Mailpile reads loads of stuff into RAM on program start-up and simple queries can be answered by opening and reading exactly one smallish file - but not too small! It pays to leverage the OS cache by packing results for related queries into the same file.
That way if you search for
freedombox, that might take 400ms. But if you
then refine the search to
pagekite freedomboxes, that also will only take
400ms because the
freedombox answers live in the same
file, which the OS has now cached in RAM. So only the
will need to be read from disk.
The general effect of this is that Mailpile starts off fast, and then just gets faster the more you play with it. :-)
What about writing it in C?
Rewriting Mailpile in C would almost certainly make it a bit faster, but not necessarily by much, because most of the bottlenecks are actually in the hardware itself. Switching programming languages isn't going to make my hard drive spin any faster.

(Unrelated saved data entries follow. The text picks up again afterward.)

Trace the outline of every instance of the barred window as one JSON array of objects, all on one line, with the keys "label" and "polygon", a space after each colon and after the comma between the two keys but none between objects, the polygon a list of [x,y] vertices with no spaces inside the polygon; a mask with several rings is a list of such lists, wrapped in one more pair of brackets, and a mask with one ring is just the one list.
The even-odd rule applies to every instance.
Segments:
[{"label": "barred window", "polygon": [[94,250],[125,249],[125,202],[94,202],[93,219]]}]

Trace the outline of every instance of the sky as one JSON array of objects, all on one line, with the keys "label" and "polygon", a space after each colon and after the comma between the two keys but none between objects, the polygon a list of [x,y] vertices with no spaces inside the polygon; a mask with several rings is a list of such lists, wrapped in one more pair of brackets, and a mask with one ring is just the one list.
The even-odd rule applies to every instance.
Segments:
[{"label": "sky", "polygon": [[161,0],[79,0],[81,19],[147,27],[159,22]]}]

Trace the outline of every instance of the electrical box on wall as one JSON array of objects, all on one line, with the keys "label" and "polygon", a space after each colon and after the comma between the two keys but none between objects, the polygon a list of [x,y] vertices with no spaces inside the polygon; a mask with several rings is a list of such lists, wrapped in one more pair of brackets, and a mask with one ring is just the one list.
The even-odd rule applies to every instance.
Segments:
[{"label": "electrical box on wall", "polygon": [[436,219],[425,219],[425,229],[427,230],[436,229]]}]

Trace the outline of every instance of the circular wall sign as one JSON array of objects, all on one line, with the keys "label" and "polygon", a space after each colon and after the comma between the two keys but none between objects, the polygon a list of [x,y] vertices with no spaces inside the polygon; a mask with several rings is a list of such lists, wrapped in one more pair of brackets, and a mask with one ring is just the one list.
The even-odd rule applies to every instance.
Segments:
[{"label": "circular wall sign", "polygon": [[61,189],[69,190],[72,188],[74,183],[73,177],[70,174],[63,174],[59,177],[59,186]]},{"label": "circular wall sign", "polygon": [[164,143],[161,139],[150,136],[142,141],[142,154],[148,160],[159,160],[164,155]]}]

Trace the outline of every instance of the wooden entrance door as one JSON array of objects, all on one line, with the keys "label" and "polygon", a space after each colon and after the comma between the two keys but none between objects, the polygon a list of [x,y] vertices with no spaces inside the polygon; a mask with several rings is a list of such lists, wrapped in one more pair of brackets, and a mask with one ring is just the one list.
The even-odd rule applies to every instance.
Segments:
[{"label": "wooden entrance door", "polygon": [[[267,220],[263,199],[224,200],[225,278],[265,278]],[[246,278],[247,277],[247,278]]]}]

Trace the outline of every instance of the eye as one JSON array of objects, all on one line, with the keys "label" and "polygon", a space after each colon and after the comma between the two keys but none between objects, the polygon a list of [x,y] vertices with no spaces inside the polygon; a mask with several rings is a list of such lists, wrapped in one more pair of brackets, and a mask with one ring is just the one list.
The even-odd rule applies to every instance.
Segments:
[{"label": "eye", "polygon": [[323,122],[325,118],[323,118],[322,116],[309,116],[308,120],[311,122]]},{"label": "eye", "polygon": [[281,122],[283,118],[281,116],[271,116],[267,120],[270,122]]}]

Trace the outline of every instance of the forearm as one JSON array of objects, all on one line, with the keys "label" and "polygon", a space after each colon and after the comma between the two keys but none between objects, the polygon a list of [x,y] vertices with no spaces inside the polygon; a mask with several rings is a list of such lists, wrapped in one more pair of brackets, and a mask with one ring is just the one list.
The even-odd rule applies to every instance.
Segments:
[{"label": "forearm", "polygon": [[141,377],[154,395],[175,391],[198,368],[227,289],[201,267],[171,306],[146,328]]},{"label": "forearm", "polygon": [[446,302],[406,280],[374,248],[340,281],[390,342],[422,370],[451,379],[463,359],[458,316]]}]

The main motivation for a C rewrite would be to increase memory efficiency, but all the optimizations I've discussed above would still be necessary - and failing to perform any of them would probably make the C program slower than its Python counterpart.
Incidentally, I've already taken a look a a couple of mail indexers written in C: notmuch and mairix - thanks for the links Björgvin! Both are cool projects, but both are also at least an order of magnitude slower than the one-week-old Mailpile, because they focus on searching and indexing but give no consideration to the time it will take to actually display the results.
The algorithms and overall design always matter way more than the choice of programming language.